On June 21st I wrote about the stalemate between the Republican and Democrats concerning the extension of Unemployment Benefits and adding potentially $33 billion to the National Debt; Militant Mondays – What Happened to PAYGO. My concerned back then was the spending ways of this government; and that eventually we as a nation have to pay attention to how we spend money. Even though adding $33 Billion is relatively a small amount compared to other government spending, I felt that Congress had to make sure they exhausted all viable possibilities in paying for this extension. I felt that the gov’t should follow the PAYGO rules that the Democrats championed.
Since then my stance has slightly changed as more information concerning how PAYGO works, past history and the alternatives being offered by Republicans.
- PAYGO – Is the practice of financing expenditures with funds that are currently available rather than borrowed. In the case of paying for the extension of Unemployment Benefits this is considered “Emergency Spending” and PAYGO rules do not apply.
- Past History – Since 1950 we have extended Unemployment Benefits in every Recession except one.
- Republican Alternatives – Use TARP (Troubled Asset Relief Program) money to help fund the $33 Billion needed for Unemployment Benefits. Under current law TARP funds can only be used to pay against the National Debt; there would have to be a change in the law. Also keep in mind when it was suggested earlier this year to use TARP money to fund a jobs bill; Republicans immediately shot that idea down without hesitation noting that TARP money should only be used to pay down the debt. http://www.politico.com/news/stories/1209/30216.html
Deficit hawks have also stated that not extending Unemployment Benefits could cause more harm to the economy as the money spent on Unemployment Benefits as that money would be used by the unemployed and put back into the economy immediately.
All of the above factors helped change my mind; initially I felt that sooner or later we will have to make tough decisions in order to put this country in the right direction. I don’t care if good ideas are from Republicans or Democrats; I just care about GOOD IDEAS! With that said I can tell you without a doubt that Representative Mike Pence (R-Ind) thoughts on how we should treat Unemployment Benefits is NOT a good idea. Recently Mike Pence was asked by Fox’s Wallace about the Republicans’ argument that the unemployment benefits be “paid for” — but why not also “pay for” a reauthorization of the tax cuts, which will cost $678 billion?
“The point is we’ve got to get this economy moving again and we can’t go back to the tax-and-spend policies of the Democrats or the tax-cut-and-spend policies of the prior administration.”
Many economist agree that Bush’s tax cut during his administration did not generate the economic growth they expected; so when you look at which could possibly have a worse impact on our National Debt. I’m pretty sure helping the rich and adding $678 Billion to the debt can cause a tad more harm than adding $33 Billion to the debt and helping relieve the struggles of 2.5 Million people without unemployment.

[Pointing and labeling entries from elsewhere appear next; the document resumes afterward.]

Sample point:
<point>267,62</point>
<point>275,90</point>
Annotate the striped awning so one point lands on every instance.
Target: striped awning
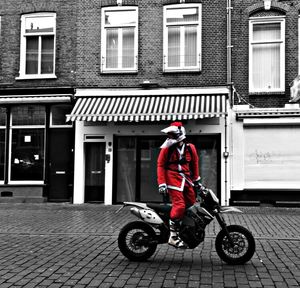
<point>148,108</point>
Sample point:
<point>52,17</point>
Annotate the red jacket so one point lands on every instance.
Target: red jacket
<point>177,175</point>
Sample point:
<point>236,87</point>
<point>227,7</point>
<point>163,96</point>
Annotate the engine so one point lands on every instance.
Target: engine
<point>193,226</point>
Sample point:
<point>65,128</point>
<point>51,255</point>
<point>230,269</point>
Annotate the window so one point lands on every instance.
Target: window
<point>58,115</point>
<point>37,49</point>
<point>2,141</point>
<point>266,60</point>
<point>182,37</point>
<point>27,143</point>
<point>119,39</point>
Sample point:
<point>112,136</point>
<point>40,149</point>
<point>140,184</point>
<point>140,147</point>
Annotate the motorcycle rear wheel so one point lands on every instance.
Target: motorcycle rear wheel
<point>136,241</point>
<point>243,246</point>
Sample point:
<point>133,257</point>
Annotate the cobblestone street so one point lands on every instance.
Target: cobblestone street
<point>64,245</point>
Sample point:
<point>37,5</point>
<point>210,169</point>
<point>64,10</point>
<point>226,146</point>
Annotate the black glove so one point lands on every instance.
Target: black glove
<point>162,189</point>
<point>199,188</point>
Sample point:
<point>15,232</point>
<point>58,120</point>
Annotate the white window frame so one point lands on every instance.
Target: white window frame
<point>299,45</point>
<point>4,129</point>
<point>22,71</point>
<point>103,40</point>
<point>267,20</point>
<point>182,68</point>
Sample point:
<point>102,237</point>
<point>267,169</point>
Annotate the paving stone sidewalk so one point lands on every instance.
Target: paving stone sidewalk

It boggles the mind how Republicans can say with a straight face that we should “pay for” extending unemployment benefits but hey it’s cool that wealthy Americans should get a tax break that doesn’t have to be paid.

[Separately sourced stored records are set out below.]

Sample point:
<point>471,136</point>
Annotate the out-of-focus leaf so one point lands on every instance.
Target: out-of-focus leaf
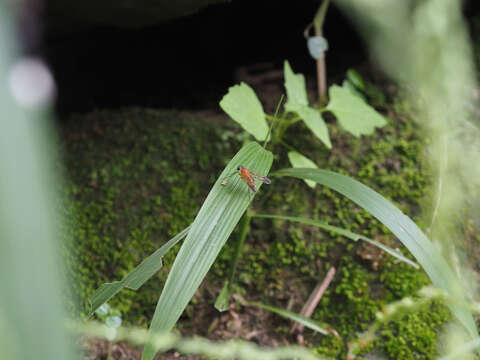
<point>314,121</point>
<point>137,277</point>
<point>296,90</point>
<point>355,116</point>
<point>218,216</point>
<point>242,105</point>
<point>355,79</point>
<point>299,161</point>
<point>348,234</point>
<point>350,87</point>
<point>402,226</point>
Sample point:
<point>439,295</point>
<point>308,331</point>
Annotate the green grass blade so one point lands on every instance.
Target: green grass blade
<point>399,224</point>
<point>295,317</point>
<point>346,233</point>
<point>214,223</point>
<point>137,277</point>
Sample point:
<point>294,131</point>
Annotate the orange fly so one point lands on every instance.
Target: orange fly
<point>249,177</point>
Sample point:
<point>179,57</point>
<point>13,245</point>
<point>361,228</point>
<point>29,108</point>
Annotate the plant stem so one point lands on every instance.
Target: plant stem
<point>318,21</point>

Maybe it’s me, Michelle Bachmann can you help me to better understand this concept?
Correction Michelle Bachmann, Congress did cut budgets so that the majority of the extension of unemployment benefits will be paid for. Also as I stated earlier the exception to PAYGO is emergency spending. Extending unemployment benefits has always been considered emergency spending.

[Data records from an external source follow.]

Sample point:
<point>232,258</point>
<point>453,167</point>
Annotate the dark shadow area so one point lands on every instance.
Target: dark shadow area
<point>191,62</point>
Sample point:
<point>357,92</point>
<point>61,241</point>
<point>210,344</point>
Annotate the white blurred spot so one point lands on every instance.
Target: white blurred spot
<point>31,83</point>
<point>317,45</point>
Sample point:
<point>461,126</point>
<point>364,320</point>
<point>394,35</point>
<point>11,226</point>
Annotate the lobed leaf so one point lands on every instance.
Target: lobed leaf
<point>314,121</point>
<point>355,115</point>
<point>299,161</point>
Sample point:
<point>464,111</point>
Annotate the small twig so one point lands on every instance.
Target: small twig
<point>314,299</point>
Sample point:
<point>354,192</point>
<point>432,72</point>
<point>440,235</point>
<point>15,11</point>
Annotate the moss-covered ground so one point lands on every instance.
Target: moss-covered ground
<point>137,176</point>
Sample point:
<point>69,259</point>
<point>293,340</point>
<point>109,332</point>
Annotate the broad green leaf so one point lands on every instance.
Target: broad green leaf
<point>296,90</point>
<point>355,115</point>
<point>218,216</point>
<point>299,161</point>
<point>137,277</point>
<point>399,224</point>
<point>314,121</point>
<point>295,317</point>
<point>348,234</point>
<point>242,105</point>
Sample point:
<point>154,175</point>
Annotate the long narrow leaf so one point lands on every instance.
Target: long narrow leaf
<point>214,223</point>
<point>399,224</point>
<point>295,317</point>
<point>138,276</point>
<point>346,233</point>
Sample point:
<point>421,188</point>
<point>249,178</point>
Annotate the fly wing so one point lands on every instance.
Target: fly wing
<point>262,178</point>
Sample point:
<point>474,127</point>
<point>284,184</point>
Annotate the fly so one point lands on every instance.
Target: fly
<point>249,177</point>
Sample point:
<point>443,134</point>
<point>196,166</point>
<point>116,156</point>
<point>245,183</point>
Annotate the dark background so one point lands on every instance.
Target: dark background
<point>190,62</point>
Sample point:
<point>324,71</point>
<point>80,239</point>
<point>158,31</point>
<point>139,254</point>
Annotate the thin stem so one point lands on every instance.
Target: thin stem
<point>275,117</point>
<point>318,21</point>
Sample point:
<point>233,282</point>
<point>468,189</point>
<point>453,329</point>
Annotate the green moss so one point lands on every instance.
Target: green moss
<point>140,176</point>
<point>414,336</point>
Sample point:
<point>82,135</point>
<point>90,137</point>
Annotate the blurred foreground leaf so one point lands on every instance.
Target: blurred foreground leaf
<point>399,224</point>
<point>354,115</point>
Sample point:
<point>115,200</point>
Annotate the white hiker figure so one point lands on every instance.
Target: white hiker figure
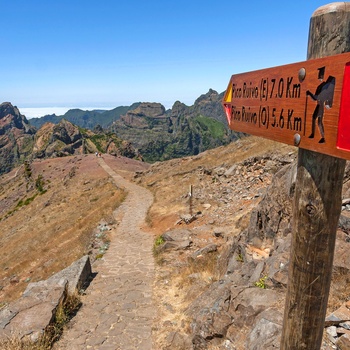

Bachmann stated she wanted President Obama to “Cut the dramatic government spending…”; Which seems to be more dramatic $33 Billion or $678 Billion?
With a 60-40 vote, the Republican filibuster was ended; setting up a potential final vote on the measure later Tuesday. The legislation would then have to return to the House for approval.
The roughly $33 billion cost of the plan will be paid for by new borrowing.
Democrats were able to reach the crucial 60-vote supermajority to overcome Republican filibuster only after Sen. Carte Goodwin (D., W.V.) was sworn in by Vice President Joe Biden a few minutes before the vote. Mr. Goodwin succeeds Sen. Robert Byrd (D., W.V.), who died in June.
Mark Knoller reports that House votes final passage to unemployment benefits 272 to 152. President Obama will sign as soon as bill reaches White House.
If there is something to be said, “Its On Broadway” to step up and say it!!!